CRIMINAL APPEAL NO 133 OF 2020

(ON APPEAL FROM HCCC NO 64 OF 2020)

_______________

HKSAR Respondent
v
SIT YAN YI (薛欣怡) Applicant

_______________

Before: Hon Zervos JA in Court
Date of Hearing: 3 August 2021
Date of Judgment: 3 August 2021

________________

J U D G M E N T

________________

Introduction

1. On 12 August 2020, the applicant was one of two defendants who appeared before Campbell-Moffat J (“the judge”) for sentence on an indictment that contained three counts.

2. The applicant, whose trial designation was D1, pleaded guilty to one count of trafficking in a dangerous drug, namely 24.50 grammes of a crystalline solid containing 24.20 grammes of methamphetamine hydrochloride (commonly known as “Ice”) (Count 1), and one count of possession of dangerous drugs, namely 0.28 gramme of cannabis in herbal form and 0.05 gramme of nimetazepam (Count 2). The other defendant, D2, pleaded guilty to a separate count of possession of dangerous drugs, namely 0.52 gramme of a solid containing 0.41 gramme of cocaine and 0.08 gramme of a crystalline solid containing methamphetamine hydrochloride (Count 3). The judge sentenced the applicant to a total term of 5 years and 8 months’ imprisonment.

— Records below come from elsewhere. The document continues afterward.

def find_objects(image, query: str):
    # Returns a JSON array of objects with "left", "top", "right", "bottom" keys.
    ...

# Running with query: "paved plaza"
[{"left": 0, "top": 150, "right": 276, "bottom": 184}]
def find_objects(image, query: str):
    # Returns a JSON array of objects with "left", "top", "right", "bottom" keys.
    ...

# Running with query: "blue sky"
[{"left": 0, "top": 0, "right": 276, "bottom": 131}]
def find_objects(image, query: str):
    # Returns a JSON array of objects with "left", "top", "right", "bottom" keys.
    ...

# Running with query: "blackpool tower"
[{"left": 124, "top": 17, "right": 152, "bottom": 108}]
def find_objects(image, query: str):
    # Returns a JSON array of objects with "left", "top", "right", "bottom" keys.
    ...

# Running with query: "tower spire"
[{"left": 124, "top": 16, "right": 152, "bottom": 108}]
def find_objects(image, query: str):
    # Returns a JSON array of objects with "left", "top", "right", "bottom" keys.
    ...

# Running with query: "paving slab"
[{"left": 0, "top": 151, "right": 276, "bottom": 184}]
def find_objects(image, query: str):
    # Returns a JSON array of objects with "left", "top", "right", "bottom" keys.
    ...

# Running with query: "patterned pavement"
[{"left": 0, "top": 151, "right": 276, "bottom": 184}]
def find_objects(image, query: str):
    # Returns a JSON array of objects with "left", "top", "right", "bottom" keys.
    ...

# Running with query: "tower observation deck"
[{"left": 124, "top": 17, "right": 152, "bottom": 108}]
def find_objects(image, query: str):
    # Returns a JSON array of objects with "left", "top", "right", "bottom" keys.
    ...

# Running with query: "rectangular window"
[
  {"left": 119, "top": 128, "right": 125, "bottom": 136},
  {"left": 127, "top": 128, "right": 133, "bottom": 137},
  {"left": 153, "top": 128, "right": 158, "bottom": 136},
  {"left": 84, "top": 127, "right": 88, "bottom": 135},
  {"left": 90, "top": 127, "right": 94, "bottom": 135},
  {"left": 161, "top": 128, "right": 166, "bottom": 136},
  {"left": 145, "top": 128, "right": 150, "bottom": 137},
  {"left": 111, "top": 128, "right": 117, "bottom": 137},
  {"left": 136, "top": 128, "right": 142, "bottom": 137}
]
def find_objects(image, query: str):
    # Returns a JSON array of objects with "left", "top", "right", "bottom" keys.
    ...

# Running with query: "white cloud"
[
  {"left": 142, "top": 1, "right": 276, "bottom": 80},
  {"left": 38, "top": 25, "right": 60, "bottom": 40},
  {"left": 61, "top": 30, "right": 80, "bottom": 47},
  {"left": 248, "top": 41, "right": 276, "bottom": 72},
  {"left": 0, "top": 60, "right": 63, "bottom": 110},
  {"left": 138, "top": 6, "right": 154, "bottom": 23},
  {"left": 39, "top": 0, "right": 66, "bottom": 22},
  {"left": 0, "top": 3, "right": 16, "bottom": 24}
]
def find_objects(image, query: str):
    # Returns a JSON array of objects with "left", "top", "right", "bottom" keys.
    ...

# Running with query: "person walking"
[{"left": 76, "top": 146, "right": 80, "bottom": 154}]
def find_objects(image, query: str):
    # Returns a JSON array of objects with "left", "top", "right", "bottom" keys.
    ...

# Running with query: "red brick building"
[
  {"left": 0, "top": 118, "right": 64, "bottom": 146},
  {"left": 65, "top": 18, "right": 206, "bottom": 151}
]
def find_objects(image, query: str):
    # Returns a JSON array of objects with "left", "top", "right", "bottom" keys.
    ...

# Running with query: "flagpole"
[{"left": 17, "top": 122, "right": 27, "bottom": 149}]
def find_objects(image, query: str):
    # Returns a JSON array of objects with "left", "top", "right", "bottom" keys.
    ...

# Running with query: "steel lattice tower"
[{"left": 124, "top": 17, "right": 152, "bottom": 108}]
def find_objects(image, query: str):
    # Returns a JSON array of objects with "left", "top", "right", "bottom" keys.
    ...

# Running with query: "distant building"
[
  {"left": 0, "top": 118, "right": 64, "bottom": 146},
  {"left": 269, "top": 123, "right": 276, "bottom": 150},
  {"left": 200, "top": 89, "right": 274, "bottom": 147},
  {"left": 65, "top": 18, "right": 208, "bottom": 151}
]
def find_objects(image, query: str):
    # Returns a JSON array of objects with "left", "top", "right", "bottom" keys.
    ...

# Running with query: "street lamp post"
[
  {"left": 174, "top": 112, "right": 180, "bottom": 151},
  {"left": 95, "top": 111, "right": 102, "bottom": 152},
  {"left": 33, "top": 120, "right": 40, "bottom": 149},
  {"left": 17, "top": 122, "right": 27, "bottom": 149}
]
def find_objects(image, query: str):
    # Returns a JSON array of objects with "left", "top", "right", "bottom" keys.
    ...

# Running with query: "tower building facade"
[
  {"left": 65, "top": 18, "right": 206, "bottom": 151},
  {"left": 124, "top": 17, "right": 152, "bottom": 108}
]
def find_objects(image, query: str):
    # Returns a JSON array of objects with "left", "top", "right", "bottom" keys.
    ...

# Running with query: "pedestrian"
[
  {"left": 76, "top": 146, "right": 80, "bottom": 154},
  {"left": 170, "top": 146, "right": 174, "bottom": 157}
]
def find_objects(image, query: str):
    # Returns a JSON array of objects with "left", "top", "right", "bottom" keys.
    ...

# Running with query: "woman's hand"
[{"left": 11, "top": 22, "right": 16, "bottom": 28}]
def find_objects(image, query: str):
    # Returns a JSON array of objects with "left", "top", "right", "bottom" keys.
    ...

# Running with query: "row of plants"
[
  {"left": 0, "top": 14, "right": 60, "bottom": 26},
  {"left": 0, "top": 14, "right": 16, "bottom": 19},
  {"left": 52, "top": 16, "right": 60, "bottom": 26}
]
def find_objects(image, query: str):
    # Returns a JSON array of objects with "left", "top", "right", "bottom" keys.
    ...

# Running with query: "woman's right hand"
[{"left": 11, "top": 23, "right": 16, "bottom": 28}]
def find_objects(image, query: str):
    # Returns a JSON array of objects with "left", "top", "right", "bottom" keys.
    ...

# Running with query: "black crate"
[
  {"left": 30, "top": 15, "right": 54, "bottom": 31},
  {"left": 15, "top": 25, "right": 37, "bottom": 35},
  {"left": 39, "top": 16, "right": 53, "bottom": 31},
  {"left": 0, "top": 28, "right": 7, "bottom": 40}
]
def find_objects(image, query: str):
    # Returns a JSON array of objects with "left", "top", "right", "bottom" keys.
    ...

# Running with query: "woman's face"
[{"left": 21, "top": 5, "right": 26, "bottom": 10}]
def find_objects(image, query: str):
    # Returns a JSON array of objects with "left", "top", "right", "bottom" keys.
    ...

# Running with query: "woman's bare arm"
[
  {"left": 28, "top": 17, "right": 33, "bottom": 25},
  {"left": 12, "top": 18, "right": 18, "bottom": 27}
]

3. The applicant applies for leave to appeal against her sentence. The basis of the application is set out in the perfected grounds of appeal filed on her behalf by counsel. There are three grounds of appeal which make the following complaints. In the first ground, it is complained that the starting point adopted by the judge for Count 1 of 8 years’ imprisonment was excessive and not in accordance with the applicable sentencing guidelines. The same complaint is made about the starting points adopted by the judge of 3 months’ imprisonment in respect of the two drugs particularised in Count 2. In the second ground, it is complained that the judge failed to consider passing concurrent sentences for Counts 1 and 2 as they arose from the same incident. In the third ground, it is complained that the judge failed to take into account the totality principle, given that the quantity of drugs in Count 2 were minimal and did not materially add to the criminality involved in Count 1.

The admitted facts

4. At 5:25 pm on 2 December 2018, the applicant checked into a hotel room which had been pre-paid and booked under her name. She was provided with the room key and together with D2 went to the room. In the afternoon on the next day, as the applicant had not checked out after the required check-out time, the hotel staff entered the room with a master key. They found inside the room cigarette buds and aluminium foil. The safe in the room was unlocked and found inside was a quantity of suspected dangerous drugs. The hotel staff then locked the safe with a new password and reported the matter to the police.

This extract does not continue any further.